Common features and symbols found in the temple complexes of Anatolia and Ukraine suggest the possibility of a broad network of cultural and religious connections during the Neolithic and Eneolithic periods. This allows for the hypothesis of a certain “global religion” among early agricultural societies that could have been “mother” to later religious traditions in the Near East and Europe. Thus, the perspective of a certain religious unity on the following principles emerges:
1) Cosmological Worldview: Central to this “global religion” was the understanding of the unity of the cosmos and the cyclical nature of the world, in which humanity itself was included. This was effectively reflected in the architecture and planning of temples, as well as in their symbolic and iconographic features. Such a position indicates a pantheistic worldview among the adherents of this type of religion.

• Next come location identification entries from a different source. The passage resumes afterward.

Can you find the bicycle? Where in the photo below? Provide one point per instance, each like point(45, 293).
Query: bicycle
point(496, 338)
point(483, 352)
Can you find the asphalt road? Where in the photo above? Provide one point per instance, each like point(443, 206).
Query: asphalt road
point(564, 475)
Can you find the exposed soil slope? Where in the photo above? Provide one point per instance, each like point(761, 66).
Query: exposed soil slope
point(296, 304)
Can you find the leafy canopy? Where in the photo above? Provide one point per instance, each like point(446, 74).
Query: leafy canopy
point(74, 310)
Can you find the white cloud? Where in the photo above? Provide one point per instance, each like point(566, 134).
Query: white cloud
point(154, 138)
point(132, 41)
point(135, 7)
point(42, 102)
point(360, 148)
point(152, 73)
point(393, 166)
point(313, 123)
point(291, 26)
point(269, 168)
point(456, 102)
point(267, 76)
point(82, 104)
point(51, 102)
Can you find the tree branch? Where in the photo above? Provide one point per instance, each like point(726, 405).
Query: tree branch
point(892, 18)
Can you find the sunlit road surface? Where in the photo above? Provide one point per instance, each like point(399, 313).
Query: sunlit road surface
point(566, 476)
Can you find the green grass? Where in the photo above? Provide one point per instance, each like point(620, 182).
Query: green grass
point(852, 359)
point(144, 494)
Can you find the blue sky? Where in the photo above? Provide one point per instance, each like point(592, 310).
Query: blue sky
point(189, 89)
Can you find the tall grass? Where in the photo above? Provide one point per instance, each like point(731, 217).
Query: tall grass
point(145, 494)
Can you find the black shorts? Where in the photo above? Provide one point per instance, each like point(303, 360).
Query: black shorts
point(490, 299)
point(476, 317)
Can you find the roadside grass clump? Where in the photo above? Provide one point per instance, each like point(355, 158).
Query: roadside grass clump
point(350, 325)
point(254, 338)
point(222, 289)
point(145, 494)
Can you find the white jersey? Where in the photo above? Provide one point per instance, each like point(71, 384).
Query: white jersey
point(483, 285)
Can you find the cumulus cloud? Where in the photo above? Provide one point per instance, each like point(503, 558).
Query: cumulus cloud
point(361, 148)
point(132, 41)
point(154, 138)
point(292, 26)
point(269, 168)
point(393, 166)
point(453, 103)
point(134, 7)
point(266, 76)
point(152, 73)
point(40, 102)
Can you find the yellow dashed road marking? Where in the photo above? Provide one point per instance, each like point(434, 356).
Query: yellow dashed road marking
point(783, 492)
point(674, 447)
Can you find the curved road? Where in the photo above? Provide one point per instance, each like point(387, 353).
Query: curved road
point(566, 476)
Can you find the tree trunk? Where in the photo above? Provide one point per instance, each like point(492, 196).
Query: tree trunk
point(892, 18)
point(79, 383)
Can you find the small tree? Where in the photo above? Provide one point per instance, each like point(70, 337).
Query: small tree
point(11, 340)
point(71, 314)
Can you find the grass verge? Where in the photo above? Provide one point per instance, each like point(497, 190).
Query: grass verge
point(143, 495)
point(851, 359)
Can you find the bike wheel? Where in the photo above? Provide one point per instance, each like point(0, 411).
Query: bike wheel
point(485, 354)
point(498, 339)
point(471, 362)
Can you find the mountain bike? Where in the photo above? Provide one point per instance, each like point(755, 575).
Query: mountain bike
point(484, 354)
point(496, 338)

2) Triadic Unity of Space and Time: The concept of three worlds (heaven, earth, and the underworld) and three phases of solar time in the visible plane above the eastern horizon (equinox – the central point of the horizon; summer solstice – the highest point of the horizon; winter solstice – the lowest point of the horizon). This results in a special numinous quality of the cult of the Year and its divisions.
3) Integration of Sun and Moon Cults into a Unified Religious System: This concept reflects the synthesis of solar and lunar cults, manifested in symbolism and architectural planning. The Sun and Moon were likely viewed as complementary cosmic forces within a unified flow of time, reflecting the overall order of the universe and governing the cycles of nature and human life.

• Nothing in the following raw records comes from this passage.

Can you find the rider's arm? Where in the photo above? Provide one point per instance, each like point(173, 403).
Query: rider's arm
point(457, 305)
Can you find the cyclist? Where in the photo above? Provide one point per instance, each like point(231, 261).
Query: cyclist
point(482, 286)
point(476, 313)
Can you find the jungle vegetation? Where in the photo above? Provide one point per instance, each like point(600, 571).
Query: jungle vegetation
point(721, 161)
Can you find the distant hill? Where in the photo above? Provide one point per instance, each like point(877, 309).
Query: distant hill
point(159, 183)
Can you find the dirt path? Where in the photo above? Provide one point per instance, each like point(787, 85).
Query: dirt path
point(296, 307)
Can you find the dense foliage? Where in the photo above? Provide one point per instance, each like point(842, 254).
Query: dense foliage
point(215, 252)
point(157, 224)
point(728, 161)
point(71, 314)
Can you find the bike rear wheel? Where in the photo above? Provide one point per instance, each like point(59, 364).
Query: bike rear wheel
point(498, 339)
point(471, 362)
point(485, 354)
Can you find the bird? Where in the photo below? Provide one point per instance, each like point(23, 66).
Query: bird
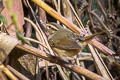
point(66, 43)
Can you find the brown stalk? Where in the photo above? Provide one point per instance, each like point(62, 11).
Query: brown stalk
point(75, 68)
point(71, 26)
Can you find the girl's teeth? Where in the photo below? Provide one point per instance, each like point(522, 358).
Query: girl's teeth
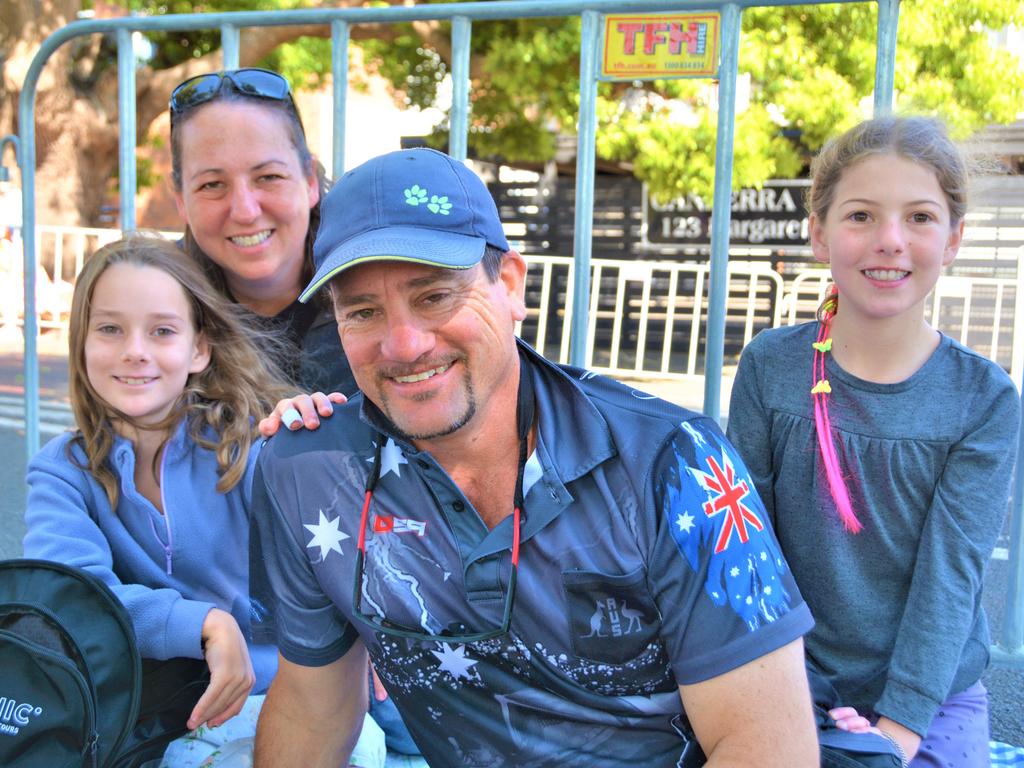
point(248, 241)
point(421, 377)
point(886, 274)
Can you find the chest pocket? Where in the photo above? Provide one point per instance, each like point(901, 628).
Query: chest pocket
point(611, 616)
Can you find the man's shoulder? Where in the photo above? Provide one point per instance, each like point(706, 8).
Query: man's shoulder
point(343, 431)
point(639, 423)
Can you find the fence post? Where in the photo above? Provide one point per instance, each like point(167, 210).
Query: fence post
point(229, 45)
point(885, 55)
point(718, 290)
point(583, 235)
point(339, 91)
point(462, 32)
point(126, 121)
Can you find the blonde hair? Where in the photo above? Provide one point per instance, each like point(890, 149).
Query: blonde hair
point(236, 389)
point(919, 138)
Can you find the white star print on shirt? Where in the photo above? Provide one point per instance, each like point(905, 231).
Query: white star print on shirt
point(391, 458)
point(685, 522)
point(454, 660)
point(327, 536)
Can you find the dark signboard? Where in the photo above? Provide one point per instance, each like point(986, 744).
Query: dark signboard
point(773, 215)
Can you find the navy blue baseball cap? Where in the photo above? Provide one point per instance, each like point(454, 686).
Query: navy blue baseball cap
point(413, 205)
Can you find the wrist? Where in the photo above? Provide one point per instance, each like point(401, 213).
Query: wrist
point(897, 747)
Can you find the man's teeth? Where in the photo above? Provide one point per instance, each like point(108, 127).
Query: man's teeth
point(886, 274)
point(248, 241)
point(423, 376)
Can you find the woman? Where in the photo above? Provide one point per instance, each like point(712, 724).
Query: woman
point(249, 192)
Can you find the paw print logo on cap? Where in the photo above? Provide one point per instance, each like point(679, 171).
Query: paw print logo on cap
point(416, 195)
point(439, 205)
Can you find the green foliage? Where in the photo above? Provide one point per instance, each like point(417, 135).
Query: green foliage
point(806, 74)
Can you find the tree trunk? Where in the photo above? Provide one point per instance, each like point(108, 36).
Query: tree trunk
point(77, 105)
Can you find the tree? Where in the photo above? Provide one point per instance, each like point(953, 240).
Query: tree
point(77, 104)
point(805, 82)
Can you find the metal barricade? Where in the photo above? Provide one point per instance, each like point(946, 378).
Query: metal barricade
point(462, 16)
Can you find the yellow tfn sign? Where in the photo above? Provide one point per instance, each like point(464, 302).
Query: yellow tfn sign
point(643, 47)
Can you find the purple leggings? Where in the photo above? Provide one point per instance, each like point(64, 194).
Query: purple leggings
point(957, 736)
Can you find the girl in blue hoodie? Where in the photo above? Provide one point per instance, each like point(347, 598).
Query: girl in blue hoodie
point(152, 492)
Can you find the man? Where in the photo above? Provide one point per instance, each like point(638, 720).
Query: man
point(546, 567)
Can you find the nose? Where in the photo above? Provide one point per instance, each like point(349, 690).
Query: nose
point(135, 347)
point(891, 237)
point(407, 339)
point(245, 203)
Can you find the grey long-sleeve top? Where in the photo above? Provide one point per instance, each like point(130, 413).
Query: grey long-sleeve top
point(900, 624)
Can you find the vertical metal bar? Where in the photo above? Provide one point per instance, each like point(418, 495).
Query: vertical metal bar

4) Symbolic Language: The use of similar symbols across different regions of the ancient agricultural world suggests the existence of a shared symbolic language that could have been transmitted between cultures through evolutionary transformation.
5) Sacralization of Agricultural Existence: This is evident in the corresponding cult of fertility, plant growth cycles, and sacralization of the animal world. Agriculture was likely perceived as part of the cosmic order, where human activity harmoniously integrated with natural cycles.

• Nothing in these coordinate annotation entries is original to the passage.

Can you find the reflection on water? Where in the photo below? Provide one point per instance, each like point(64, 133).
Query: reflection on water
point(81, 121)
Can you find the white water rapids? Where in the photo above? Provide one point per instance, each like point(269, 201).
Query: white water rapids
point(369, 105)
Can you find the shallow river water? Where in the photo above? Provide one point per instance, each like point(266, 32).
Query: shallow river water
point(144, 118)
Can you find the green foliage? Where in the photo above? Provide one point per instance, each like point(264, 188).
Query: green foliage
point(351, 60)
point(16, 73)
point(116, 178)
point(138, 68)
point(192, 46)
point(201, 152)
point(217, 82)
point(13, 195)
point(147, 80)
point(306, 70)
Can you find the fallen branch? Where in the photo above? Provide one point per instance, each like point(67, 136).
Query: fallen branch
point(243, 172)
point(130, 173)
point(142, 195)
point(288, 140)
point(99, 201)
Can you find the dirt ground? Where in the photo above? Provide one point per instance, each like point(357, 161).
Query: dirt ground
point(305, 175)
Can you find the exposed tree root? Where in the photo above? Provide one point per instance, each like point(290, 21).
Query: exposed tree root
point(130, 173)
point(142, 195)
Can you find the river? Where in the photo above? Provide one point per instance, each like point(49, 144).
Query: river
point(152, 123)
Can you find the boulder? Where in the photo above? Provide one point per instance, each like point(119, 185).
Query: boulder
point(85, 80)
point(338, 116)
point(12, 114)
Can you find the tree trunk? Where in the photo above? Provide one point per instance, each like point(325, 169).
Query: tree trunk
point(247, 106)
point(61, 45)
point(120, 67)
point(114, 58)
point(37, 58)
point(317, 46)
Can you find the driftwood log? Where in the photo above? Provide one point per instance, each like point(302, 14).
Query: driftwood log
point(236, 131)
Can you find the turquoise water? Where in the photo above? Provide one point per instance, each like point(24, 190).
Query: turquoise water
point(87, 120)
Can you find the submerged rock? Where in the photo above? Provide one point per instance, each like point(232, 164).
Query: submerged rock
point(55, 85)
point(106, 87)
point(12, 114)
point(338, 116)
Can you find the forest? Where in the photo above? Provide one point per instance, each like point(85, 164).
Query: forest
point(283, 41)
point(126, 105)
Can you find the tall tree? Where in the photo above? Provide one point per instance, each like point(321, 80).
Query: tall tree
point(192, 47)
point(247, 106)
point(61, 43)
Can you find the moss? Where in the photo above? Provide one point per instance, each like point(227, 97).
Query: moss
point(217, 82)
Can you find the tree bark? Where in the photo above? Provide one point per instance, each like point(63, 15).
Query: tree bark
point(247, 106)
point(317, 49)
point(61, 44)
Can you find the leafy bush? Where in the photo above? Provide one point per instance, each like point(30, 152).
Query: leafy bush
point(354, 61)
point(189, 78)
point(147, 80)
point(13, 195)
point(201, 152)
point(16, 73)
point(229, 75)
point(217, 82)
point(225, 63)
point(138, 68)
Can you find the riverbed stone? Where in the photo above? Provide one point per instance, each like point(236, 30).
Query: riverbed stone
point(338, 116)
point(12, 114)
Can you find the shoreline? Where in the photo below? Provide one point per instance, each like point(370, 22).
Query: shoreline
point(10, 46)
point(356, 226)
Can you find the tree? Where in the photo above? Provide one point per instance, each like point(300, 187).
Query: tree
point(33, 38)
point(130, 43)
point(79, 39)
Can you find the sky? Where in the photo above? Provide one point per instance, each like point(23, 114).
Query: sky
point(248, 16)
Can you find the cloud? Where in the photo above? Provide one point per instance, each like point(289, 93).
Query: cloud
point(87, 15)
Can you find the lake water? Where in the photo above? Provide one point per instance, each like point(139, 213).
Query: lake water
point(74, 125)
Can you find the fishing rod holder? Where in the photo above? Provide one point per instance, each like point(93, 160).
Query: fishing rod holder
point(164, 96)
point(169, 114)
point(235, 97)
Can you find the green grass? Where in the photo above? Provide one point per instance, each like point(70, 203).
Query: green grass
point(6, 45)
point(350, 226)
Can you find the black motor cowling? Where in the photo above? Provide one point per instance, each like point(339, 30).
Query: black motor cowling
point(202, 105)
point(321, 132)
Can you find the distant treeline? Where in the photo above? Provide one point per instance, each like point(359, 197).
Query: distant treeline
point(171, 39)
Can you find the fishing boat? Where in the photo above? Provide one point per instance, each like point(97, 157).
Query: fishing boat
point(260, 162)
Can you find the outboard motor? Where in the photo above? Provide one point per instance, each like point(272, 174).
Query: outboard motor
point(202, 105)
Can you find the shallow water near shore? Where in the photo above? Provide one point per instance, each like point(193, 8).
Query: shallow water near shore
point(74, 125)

6) Ecological Awareness: The close connection with nature and the understanding of the necessity for harmonious coexistence with it may have been common among various Neolithic cultures.
7) Inclusivity: Such a religious system of early agricultural types was open to incorporating new elements and interpretations according to local conditions and needs. Despite common features, each studied religious complex has its unique characteristics that align with local traditions and beliefs. This demonstrates how universal concepts were adapted to specific cultural contexts.
8) Supranational Concept: The type of religious consciousness examined is not confined to any particular nation, race, or group of people, religious sage, or spiritual hero, but represents a universal system based on general human observations, intuition, and experience. Since such a religious system cannot have a specific founder or prophet, it is devoid of specific historical events and personalities that link religion to specific nations or people.
This perspective of spiritual unity allows us to view human history in a new light, emphasizing the deep connections between different cultures and regions. It can also help us better understand the origins of contemporary religious and philosophical ideas, many of which may have their roots in this ancient religion of solar light and fire.
Finally, this perspective could inspire new approaches to addressing modern global challenges, drawing on ancient wisdom about harmonious coexistence with nature and cosmic order. In times of ecological crises and social upheavals, a return to these fundamental ideas may offer valuable insights for creating a more sustainable and balanced world.